With $8 billion for high-speed rail projects tucked into the recently-passed stimulus bill by the Obama White, the Tribune's Blair Kamin suggests this morning that a high-speed hub just to the east of Union Station is "perhaps . . . an idea whose time has finally come."

And indeed, the CTA Tattler says the stimulus bill is "great news for high-speed rail."

But the Tattler also says the bill is "not as great for mass transit funding" - and that means the CTA.

"Board Chairman Carole Brown told Congress last month the CTA had $500 million in 'shovel ready' projects to be funded," the Tattler reports. "But it looks like it will get just more than half of that amount."

The story is much the same around the country.

"The state budget approved last week slashed aid for running buses and trains by $536 million, in effect abolishing for as long as five years the State Transit Assistance account, which provides cash to build and run transit operations across California. While $1 billion in stimulus funds could be headed to the region for transit and highways, the state losses far exceed the federal infusion of cash for transit districts," the San Jose Mercury News reports.

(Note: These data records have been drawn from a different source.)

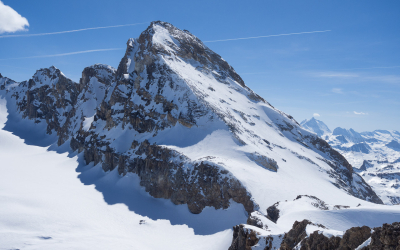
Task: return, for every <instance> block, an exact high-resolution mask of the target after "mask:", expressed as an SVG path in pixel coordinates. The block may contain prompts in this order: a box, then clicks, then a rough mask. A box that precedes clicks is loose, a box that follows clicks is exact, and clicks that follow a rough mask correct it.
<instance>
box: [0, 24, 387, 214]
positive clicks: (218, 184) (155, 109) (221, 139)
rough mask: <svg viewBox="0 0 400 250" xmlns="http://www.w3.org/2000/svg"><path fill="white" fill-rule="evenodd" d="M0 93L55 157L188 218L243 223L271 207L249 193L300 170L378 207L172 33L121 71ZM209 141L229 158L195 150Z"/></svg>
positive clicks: (235, 86)
mask: <svg viewBox="0 0 400 250" xmlns="http://www.w3.org/2000/svg"><path fill="white" fill-rule="evenodd" d="M0 86H1V89H2V91H3V92H2V93H4V95H5V96H6V98H7V105H8V106H9V107H13V106H15V109H16V111H17V115H19V116H20V118H21V119H24V120H29V121H31V122H32V124H36V125H37V126H44V127H45V130H46V134H48V135H56V136H57V142H56V144H57V145H58V146H61V145H64V144H66V143H67V144H69V146H70V147H71V149H72V150H73V151H76V152H79V153H81V155H82V157H84V159H85V162H86V163H87V164H89V163H93V164H94V165H97V164H101V166H102V168H103V170H104V171H106V172H107V171H118V173H119V174H120V175H125V174H127V173H135V174H137V175H138V176H139V177H140V185H142V186H144V187H145V188H146V191H147V192H149V194H150V195H152V196H153V197H156V198H167V199H171V201H172V202H173V203H174V204H187V205H188V208H189V210H190V211H191V212H192V213H200V212H201V211H202V210H203V209H204V208H205V207H206V206H212V207H215V208H216V209H220V208H223V209H225V208H228V207H229V205H230V203H231V201H235V202H237V203H240V204H242V205H243V206H244V209H245V210H246V211H247V212H248V213H251V212H253V211H256V210H259V208H260V207H261V208H263V207H267V206H270V205H271V203H270V204H268V202H263V199H264V196H265V195H264V193H263V192H261V193H257V192H258V191H257V190H258V188H256V189H255V188H253V187H252V183H253V182H254V178H259V181H265V179H264V178H267V177H268V178H273V176H280V169H281V168H283V169H286V170H287V169H288V168H289V167H290V166H296V165H300V166H305V167H306V168H307V169H310V171H311V170H312V171H315V173H318V174H319V173H322V174H323V175H324V176H327V178H328V179H329V182H330V183H329V185H331V186H332V187H333V188H335V187H336V188H337V189H338V190H340V192H342V191H343V192H345V193H347V194H349V195H352V196H354V197H357V198H360V199H364V200H367V201H371V202H375V203H381V200H380V199H379V198H378V197H377V196H376V194H375V193H374V192H373V191H372V189H371V188H370V187H369V185H368V184H366V183H365V182H364V181H363V179H362V178H361V177H360V176H359V175H358V174H357V173H356V172H354V171H353V168H352V166H351V165H350V164H349V163H348V162H347V160H346V159H345V158H344V157H343V156H342V155H340V154H339V153H338V152H337V151H335V150H334V149H332V147H330V146H329V145H328V144H327V143H326V142H325V141H324V140H322V139H320V138H319V137H317V136H315V135H314V134H313V133H310V132H308V131H306V130H304V129H302V128H301V127H300V125H299V124H298V123H297V122H296V121H295V120H294V119H293V117H291V116H290V115H287V114H285V113H283V112H281V111H279V110H277V109H275V108H274V107H273V106H271V105H270V104H269V103H268V102H266V101H265V100H264V99H263V98H261V97H260V96H258V95H257V94H256V93H254V92H253V91H252V90H251V89H250V88H248V87H247V86H246V85H245V83H244V81H243V80H242V79H241V77H240V76H239V75H238V74H237V73H236V72H235V71H234V69H233V68H232V67H231V66H230V65H229V64H228V63H227V62H226V61H225V60H223V59H222V58H221V57H220V56H219V55H218V54H216V53H214V52H213V51H211V50H210V49H209V48H208V47H206V46H205V45H204V44H203V43H202V42H201V41H200V40H199V39H198V38H197V37H195V36H194V35H192V34H191V33H190V32H188V31H182V30H179V29H178V28H176V27H174V26H172V25H171V24H169V23H165V22H160V21H157V22H153V23H152V24H151V25H150V26H149V27H148V28H147V29H146V30H145V31H144V32H143V33H142V34H141V35H140V36H139V38H138V39H130V40H129V41H128V43H127V50H126V53H125V55H124V57H123V59H122V60H121V63H120V64H119V66H118V69H114V68H112V67H110V66H107V65H101V64H97V65H93V66H90V67H87V68H85V69H84V70H83V73H82V78H81V80H80V82H79V83H75V82H73V81H71V80H70V79H68V78H67V77H65V76H64V75H63V74H62V73H61V71H60V70H58V69H57V68H55V67H50V68H48V69H41V70H38V71H37V72H36V74H35V75H34V76H33V78H32V79H30V80H29V81H24V82H21V83H15V82H13V81H11V80H9V79H7V78H4V77H2V78H0ZM213 138H217V139H218V140H219V141H218V142H221V143H222V142H226V144H224V145H223V146H222V148H227V149H228V150H226V151H221V152H220V151H218V150H221V146H220V147H218V150H216V151H218V152H217V153H218V154H217V153H215V152H213V150H212V149H207V147H200V146H201V145H202V143H205V142H206V141H207V140H211V139H213ZM213 143H215V141H213V142H212V143H211V144H208V146H212V145H213ZM199 145H200V146H199ZM191 147H192V148H193V147H194V149H192V148H191ZM199 152H202V154H200V153H199ZM231 152H236V155H238V156H237V157H236V158H235V157H232V156H231ZM283 157H284V158H286V159H284V158H283ZM242 169H245V170H244V172H243V171H242ZM246 169H247V170H246ZM331 186H329V187H331ZM315 192H318V190H315ZM271 195H273V194H271ZM276 195H277V196H281V194H276ZM297 195H298V194H297ZM272 199H275V198H271V200H272ZM275 200H276V199H275Z"/></svg>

And as beneficial as high-speed rail would likely be, the money in the stimulus bill isn't enough to even fund a single project; it's meant as something of a down payment on national infrastructure spending, something Obama has tasked to former Illinois congressman Ray LaHood, now the U.S. Transportation Secretary.

That means more money that might have gone into funding the likes of the CTA could be directed to high-speed rail in the future.

(Sorry, USA Today, but high-speed rail isn't really an "urban" concern; it would connect cities, but also airports and tourist destinations, while not tending to needs within cities.)

Matt Yglesias at Think Progress is a high-speed rail fan, but skeptical of its inclusion in the stimulus bill.

"Where are the studies of what we can do to speed up completion of currently envisioned [transit] programs?"  he asks.

The CTA wonders too; for years plans have floated around the Chicago transportation community - the experts and activists - for line extensions, for example.

High-speed rail is long overdue, but recent headlines such as "New Deficit Figure Startles CTA Board," "Mass Transit 'Doomsday' Looms Yet Again," and "No Transit Overhaul In City's Olympic Bid" suggest that $8 million in stimulus funds might be better spent on immediate, targeted needs while a long-term infrastructure plan is created separately.